Cuore in forma, cervello più giovane

Cuore in forma, cervello più giovane

Un cuore che funziona fa rimanere giovane il cervello, contrastando l’invecchiamento.

E’ la comunicazione di una ricerca della Boston University, diretta dalla dottoressa Angela Jefferson e pubblicata su “Circulation”.

Gli studiosi hanno monitorare 1500 persone, tenendo sotto controllo il loro cervello tramite scanner. E’ così emerso come, di base, il cervello si restringa con il passare
dell’età.

Tuttavia, la diminuzione di volume era maggiore nei soggetti con un cuore poco funzionale: in tali casi, lo scarso afflusso di sangue regalava al cervello 2 anni in più di media.

Ed il fenomeno si osservava sia nei soggetti giovani (età media 30 anni), che negli anziani affetti da cardiopatie. Spiega la dottoressa Jefferson: “I partecipanti coinvolti nello studio
non erano malati, solo un piccolo gruppo soffriva di cardiopatie. L’osservazione ha mostrato che circa un terzo del campione aveva un indice cardiaco basso, e che questo elemento è
collegato a un ridotto volume cerebrale. Si tratta di un risultato preoccupante, che richiede ulteriori valutazioni”.

Infatti, continua la scienziata, nel breve ad una diminuzione di volume non corrisponde una diminuzione di funzionalità; tuttavia, nel lungo periodo rimane un segnale negativo. Il
restringimento potrebbe essere araldo di gravi problemi (come la demenza).
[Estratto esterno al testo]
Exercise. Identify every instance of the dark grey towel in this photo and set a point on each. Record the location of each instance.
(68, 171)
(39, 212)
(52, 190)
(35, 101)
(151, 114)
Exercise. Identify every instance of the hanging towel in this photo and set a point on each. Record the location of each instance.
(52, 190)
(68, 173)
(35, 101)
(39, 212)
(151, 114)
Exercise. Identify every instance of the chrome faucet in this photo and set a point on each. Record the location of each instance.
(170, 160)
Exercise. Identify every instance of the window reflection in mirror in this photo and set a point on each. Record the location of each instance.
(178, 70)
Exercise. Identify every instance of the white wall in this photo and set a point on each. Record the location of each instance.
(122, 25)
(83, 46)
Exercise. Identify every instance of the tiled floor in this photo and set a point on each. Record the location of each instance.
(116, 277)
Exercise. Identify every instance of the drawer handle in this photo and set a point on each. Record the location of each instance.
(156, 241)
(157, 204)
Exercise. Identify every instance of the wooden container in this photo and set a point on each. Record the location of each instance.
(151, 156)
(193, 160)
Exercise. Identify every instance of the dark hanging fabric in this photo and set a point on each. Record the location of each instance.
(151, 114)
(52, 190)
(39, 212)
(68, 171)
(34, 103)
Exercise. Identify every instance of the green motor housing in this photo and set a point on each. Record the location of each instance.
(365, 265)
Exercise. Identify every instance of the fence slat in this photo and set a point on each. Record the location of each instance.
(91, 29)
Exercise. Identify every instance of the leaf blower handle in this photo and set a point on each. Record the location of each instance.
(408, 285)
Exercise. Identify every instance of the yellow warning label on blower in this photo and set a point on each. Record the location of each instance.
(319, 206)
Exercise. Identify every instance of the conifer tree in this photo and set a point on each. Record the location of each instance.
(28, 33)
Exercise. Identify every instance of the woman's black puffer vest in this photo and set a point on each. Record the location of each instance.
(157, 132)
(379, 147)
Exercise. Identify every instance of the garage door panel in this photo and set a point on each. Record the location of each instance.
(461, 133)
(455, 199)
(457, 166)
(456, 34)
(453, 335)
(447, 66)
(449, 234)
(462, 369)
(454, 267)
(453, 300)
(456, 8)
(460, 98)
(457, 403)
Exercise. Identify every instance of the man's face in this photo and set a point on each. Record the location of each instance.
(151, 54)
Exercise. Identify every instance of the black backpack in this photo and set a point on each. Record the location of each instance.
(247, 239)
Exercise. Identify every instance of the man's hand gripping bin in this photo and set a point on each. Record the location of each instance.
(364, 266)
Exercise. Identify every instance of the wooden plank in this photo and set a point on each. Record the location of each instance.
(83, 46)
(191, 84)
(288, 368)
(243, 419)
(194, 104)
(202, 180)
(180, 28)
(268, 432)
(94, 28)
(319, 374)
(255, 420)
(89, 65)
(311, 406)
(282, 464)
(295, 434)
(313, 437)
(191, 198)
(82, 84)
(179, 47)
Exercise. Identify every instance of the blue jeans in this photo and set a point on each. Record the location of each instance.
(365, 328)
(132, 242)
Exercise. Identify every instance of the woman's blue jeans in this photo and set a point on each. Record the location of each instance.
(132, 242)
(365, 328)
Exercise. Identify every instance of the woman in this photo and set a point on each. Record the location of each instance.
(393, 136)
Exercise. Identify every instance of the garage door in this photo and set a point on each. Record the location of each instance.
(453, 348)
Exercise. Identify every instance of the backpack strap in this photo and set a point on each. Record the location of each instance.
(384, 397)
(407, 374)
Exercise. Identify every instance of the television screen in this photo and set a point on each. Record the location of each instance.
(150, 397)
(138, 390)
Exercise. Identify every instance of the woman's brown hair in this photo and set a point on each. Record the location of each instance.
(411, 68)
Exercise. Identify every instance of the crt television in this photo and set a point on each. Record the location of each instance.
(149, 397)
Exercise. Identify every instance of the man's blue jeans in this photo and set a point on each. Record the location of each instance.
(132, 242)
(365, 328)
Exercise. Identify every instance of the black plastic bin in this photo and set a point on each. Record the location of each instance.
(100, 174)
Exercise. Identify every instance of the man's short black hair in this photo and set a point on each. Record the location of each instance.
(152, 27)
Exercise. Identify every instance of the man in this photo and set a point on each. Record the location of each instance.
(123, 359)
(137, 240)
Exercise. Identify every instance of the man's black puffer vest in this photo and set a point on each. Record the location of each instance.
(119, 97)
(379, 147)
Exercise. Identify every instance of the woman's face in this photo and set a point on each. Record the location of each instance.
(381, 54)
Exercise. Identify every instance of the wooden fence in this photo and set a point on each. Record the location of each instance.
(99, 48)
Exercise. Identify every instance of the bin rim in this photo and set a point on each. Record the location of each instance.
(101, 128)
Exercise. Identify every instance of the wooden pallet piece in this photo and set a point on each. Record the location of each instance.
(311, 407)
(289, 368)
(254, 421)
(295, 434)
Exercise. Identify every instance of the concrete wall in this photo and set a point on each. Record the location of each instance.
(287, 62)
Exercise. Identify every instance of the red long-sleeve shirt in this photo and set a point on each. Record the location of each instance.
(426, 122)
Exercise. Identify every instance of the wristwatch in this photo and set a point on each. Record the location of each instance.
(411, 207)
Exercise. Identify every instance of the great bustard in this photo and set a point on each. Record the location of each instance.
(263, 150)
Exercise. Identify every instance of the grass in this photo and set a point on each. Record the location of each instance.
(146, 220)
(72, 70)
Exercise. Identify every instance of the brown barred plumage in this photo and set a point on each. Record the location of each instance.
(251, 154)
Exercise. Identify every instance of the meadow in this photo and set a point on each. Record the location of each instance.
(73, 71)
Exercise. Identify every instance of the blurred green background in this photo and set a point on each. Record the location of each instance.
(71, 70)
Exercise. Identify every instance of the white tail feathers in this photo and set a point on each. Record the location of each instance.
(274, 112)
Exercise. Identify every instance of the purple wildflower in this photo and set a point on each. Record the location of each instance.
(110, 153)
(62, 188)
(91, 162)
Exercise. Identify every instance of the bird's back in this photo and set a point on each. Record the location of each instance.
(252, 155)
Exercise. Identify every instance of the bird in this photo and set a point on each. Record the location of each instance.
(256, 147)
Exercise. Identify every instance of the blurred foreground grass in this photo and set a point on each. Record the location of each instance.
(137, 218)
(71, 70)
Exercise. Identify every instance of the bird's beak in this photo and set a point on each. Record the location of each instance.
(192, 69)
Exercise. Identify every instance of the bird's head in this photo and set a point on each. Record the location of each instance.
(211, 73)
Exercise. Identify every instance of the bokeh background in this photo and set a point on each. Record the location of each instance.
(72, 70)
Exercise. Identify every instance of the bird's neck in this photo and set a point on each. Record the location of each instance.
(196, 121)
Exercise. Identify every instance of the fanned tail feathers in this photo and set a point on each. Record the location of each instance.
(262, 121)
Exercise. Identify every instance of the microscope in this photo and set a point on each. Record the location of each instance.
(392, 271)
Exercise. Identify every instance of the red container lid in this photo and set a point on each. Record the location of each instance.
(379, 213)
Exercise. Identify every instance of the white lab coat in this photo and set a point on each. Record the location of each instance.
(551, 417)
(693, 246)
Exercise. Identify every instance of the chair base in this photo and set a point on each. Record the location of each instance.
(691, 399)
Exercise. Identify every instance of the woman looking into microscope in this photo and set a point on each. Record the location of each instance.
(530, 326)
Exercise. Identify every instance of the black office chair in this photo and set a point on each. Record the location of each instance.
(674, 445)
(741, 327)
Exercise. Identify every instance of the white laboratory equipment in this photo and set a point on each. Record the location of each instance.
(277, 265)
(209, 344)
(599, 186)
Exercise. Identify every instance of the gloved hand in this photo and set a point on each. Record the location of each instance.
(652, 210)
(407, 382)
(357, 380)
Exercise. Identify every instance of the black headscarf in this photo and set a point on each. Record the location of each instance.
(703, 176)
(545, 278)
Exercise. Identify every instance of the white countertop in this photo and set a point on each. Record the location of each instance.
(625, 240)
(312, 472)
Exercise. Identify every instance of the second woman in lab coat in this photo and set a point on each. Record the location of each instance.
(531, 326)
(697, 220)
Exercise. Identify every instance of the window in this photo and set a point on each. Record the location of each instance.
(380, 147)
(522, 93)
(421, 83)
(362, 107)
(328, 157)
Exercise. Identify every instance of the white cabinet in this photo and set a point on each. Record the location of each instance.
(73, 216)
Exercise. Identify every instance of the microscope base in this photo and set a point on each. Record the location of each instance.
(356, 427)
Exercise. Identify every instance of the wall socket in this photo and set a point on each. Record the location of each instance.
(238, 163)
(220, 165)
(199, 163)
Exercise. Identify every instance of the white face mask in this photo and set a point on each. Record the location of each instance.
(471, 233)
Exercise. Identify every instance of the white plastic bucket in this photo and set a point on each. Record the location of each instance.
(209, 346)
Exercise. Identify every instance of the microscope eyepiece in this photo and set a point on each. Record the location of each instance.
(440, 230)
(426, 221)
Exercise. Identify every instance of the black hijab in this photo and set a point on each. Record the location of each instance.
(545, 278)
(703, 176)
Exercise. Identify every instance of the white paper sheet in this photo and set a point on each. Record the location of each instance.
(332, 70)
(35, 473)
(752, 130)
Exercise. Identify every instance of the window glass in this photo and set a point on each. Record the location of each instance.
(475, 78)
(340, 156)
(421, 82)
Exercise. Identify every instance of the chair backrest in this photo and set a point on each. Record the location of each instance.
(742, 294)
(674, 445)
Riguardo al perché di tale fenomeno, la ricercatrice tira il ballo il flusso sanguigno: minor afflusso di sangue vuol dire minor ossigenazione e minor carburante per i neuroni. In ogni
caso, “Se è troppo presto per diffondere dei consigli sulla base di questi risultati, la ricerca suggerisce che la salute del cuore e quella del cervello vanno a braccetto”.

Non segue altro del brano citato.